À l’heure du confinement, Tourtoisie redouble de curiosité afin de dénicher des artistes aux sonorités résolument joyeuses ou bien aux vertus apaisantes. C’est sans doute dans la seconde catégorie que se classe le dernier EP de la Norvégienne Charlotte dos Santos, Harvest Time.

Dans les loges de la Boule Noire à Pigalle, la chanteuse norvégienne s’apprête à enfiler une élégante combinaison blanche afin d’envoûter son public. Dernièrement, les choses se sont accélérées pour Charlotte dos Santos, dont le premier EP, Harvest Time, sortait le 13 mars dernier. Le jour de son passage dans la petite salle parisienne, elle cumule déjà trois jours de concerts d’affilée – la veille, c’était à Bruxelles. La suite, c’est à Madrid, qu’elle ne connaît pas encore et rêve d’explorer.
Après un premier album lumineux sorti en 2017 intitulé Cleo, Charlotte dos Santos a vu sa carrière avancer un peu plus à chaque nouvelle étape. Les choses sérieuses commencent dès la publication de sa session COLORS, où la musicienne apparaît seule sur un fond beige des plus sobres : “Beaucoup de personnes m’ont découverte ainsi. Je crois que je n’y avais pas trop réfléchi en amont – et tant mieux ! Dans le milieu de la musique, tout est si incertain… Je suis persuadée qu’il faut saisir les opportunités qui viennent sans y penser à deux fois” assure-t-elle. “Ce qui est sûr, c’est que cette session m’a permis de sortir de ma coquille”.
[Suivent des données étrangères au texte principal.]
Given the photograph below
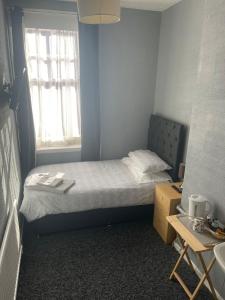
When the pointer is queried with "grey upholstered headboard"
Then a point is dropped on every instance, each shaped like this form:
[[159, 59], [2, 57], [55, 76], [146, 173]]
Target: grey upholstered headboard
[[166, 138]]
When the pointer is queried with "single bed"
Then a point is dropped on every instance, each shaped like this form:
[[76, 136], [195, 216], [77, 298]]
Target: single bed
[[105, 192]]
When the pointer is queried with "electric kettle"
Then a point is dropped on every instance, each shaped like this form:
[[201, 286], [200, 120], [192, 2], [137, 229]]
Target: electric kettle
[[199, 206]]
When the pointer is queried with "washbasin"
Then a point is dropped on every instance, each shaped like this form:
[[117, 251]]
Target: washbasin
[[219, 251]]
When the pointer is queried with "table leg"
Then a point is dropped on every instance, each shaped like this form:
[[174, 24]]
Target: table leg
[[184, 251], [187, 255], [205, 277]]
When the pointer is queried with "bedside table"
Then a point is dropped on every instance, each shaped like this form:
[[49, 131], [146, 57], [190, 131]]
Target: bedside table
[[166, 201]]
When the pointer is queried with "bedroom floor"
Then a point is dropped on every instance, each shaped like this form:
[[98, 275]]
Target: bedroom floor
[[125, 261]]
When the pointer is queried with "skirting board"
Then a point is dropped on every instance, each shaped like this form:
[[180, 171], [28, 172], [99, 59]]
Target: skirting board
[[198, 272]]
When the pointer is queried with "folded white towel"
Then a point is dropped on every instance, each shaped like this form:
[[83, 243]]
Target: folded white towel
[[43, 182]]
Si l’on demande à Charlotte dos Santos où se trouve son lieu de création favori, la réponse est précise : chez elle, dans son propre studio, à Oslo. Bien que ses deux premiers disques soient des collections de morceaux composés un peu partout, de Boston à New York en passant par Berlin, la chanteuse confie qu’elle pourrait être n’importe où, du moment qu’elle soit seule. Cette légère préférence s’étend jusqu’à la scène, où sa présence rayonnante envahie les moindres recoins : “Il m’arrive de préférer faire des concerts en solitaire, car j’ai le contrôle sur tout, du volume à toute l’atmosphère. J’ai l’impression que le public se concentre davantage sur les paroles quand je suis seule – c’est une jolie manière de souligner les histoires que je raconte” observe la Norvégienne, avant d’ajouter en riant : “Et puis, c’est plus facile pour mes oreilles !”
Après un premier album résolument solaire et groovy, Charlotte dos Santos explore des sonorités plus douces et atmosphériques dans Harvest Time. Comme un passage du soleil à la lune, du jour à la nuit. “J’ai composé Cleo à l’aube de mes vingt ans, alors que pour Harvest Time, j’approche de la trentaine. Si je devais donner une couleur à ce disque, il serait définitivement plus bleu ou vert que le premier. Je ne serai pas capable de composer deux fois le même album – ça s’appelle grandir, en tant que musicien”.
Dans le corps d’une chanteuse de bientôt trente ans se cacherait donc l’âme d’un vieux sage ? Peut-être, tant l’attitude nonchalante et douce de Charlotte dos Santos invite à la sérénité. Interrogée sur la part croissante des réseaux sociaux dans la carrière des artistes, elle répond, évasive, qu’il faudra bien suivre la tendance – tout en admettant qu’Instagram a contribué à sa notoriété. Suivre et s’adapter, tout en continuant à faire de la musique qui lui ressemble. De Mariah Carey à Whitney Houston, en passant par Toni Braxton, les idoles de la Norvégienne reflètent sans surprise sa musique soul, aux influences brésiliennes : “Mon père écoutait beaucoup de musique brésilienne, mais aussi du hip-hop et du jazz, alors que ma mère écoutait des musiques nord-africaines, arabes et même du flamenco !”. Un bouillon de cultures que les oreilles attentives peuvent retrouver dans les deux premiers opus de la musicienne, qui travaille déjà sur un prochain album.